“I was one of the people who woke up on November 9, 2016…in what seemed to be an alternate reality.” Helen Marshall’s introduction to this year’s edition of Undertow Press’ now essential anthology of weird fiction argues that now, more than ever, we need weird fiction. “Time is out of joint,” she explains, “we are living in an apocalyptic moment and we have a duty to be witnesses.”
Helen Marshall is the guest editor for this year’s book. An award winning writer and creative writing lecturer, she comes at weird fiction from a very different angle to last year’s editor Simon Strantzas. This is no bad thing. The key to weird fiction is its malleability. Last year, Strantzas put together a very horror centric anthology, with weird fiction’s key players such as Robert Aickman, Rob Shearman (who will be guest editing volume five) and Ramsey Campbell at the forefront. Marshall instead has assembled a vastly different kind of anthology, which demonstrates the vastness of the genre. Yes, there are horror stories in here, most notably Usman T Malik’s ‘In the Ruins of Mohenjo-Daro’, but then there are also stories like Irenosen Okojie’s magnificent ‘Outtakes’, or Aki Schilz’s ‘Beating the Bounds’, both of which are highlights of a brilliant book.
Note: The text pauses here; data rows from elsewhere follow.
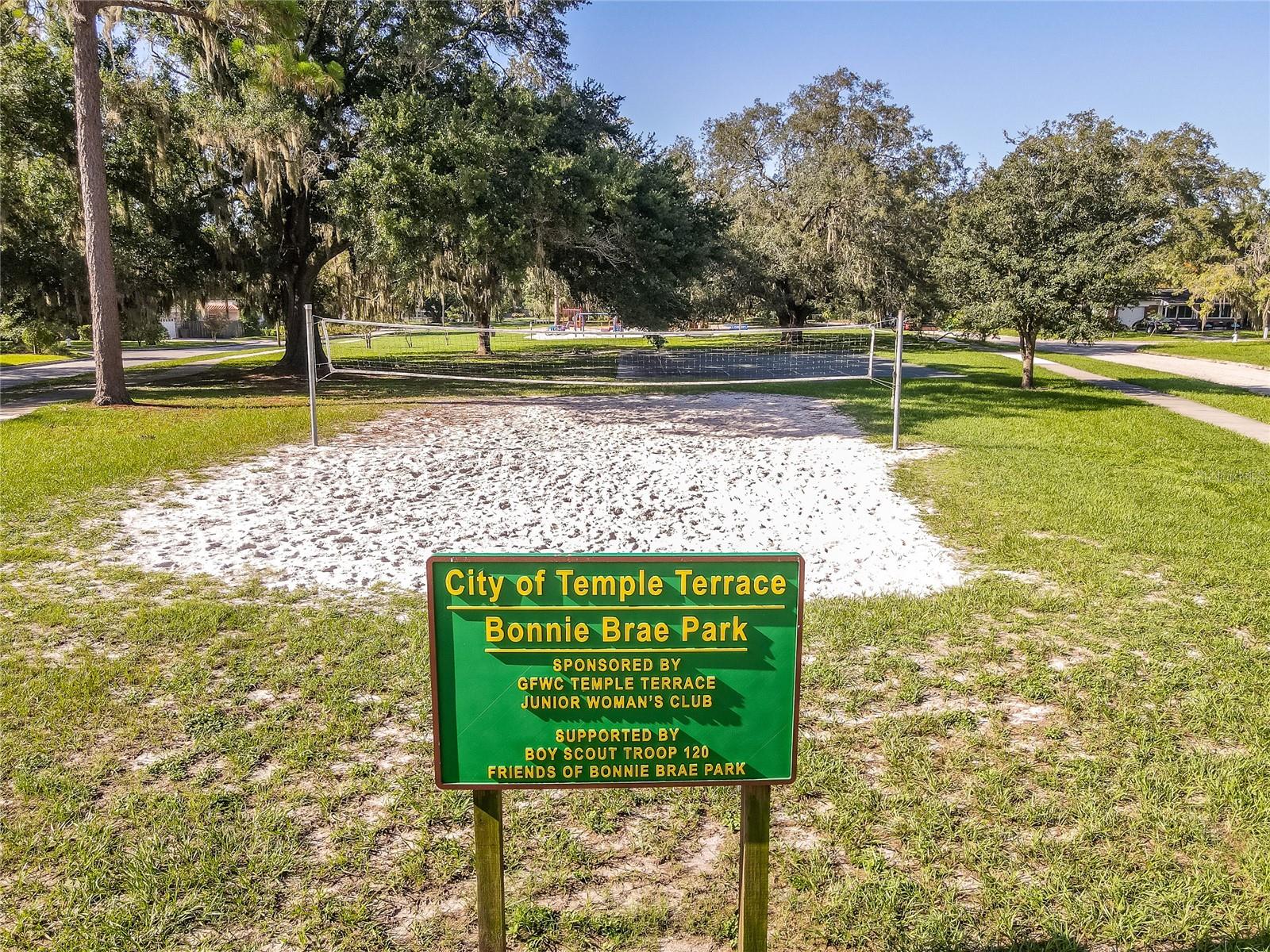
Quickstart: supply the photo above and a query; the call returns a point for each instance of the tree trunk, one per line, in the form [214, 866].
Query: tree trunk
[791, 313]
[295, 357]
[1028, 351]
[484, 342]
[298, 283]
[103, 300]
If there are themes running through the book, they are found in stories about the passing of traditions, about mythology and stories trading hands. They are found in Sarah Tolmie’s ‘The Dancer on the Stairs’, Katie Knoll’s ‘Red’, and Gary Budden’s ‘Breakdown’. In these stories, characters find themselves at the mercy of past generations, or becoming them. “It’s funny how the memories of your family become your memories too,” Budden writes. In ‘The Dancer on the Stairs’ the main character takes advantage of her lack of history to stage an enormous choreographed dance which has the potential to change the political spectrum of a kingdom, but she is still beholden to an ancient language and the customs associated with it.
Then there are stories in which the new generation rise up. “I was a Teenage Werewolf’ by Dale Bailey is not only the funniest story in the collection by far, but by the end, an older generation has been decimated, eaten alive by the youth. “We would never let them tame us” Bailey writes.
This is an anthology about modern times. It’s about the election (both of them, really), it’s about Brexit, and it’s about the alternate reality we have found ourselves living in. It’s also just about the most essential book of the year.
Any Cop?: In what is probably going to be an annual tradition for me, the Year’s Best Weird Fiction volume four is the best anthology of the year, and one of the best books of the year period.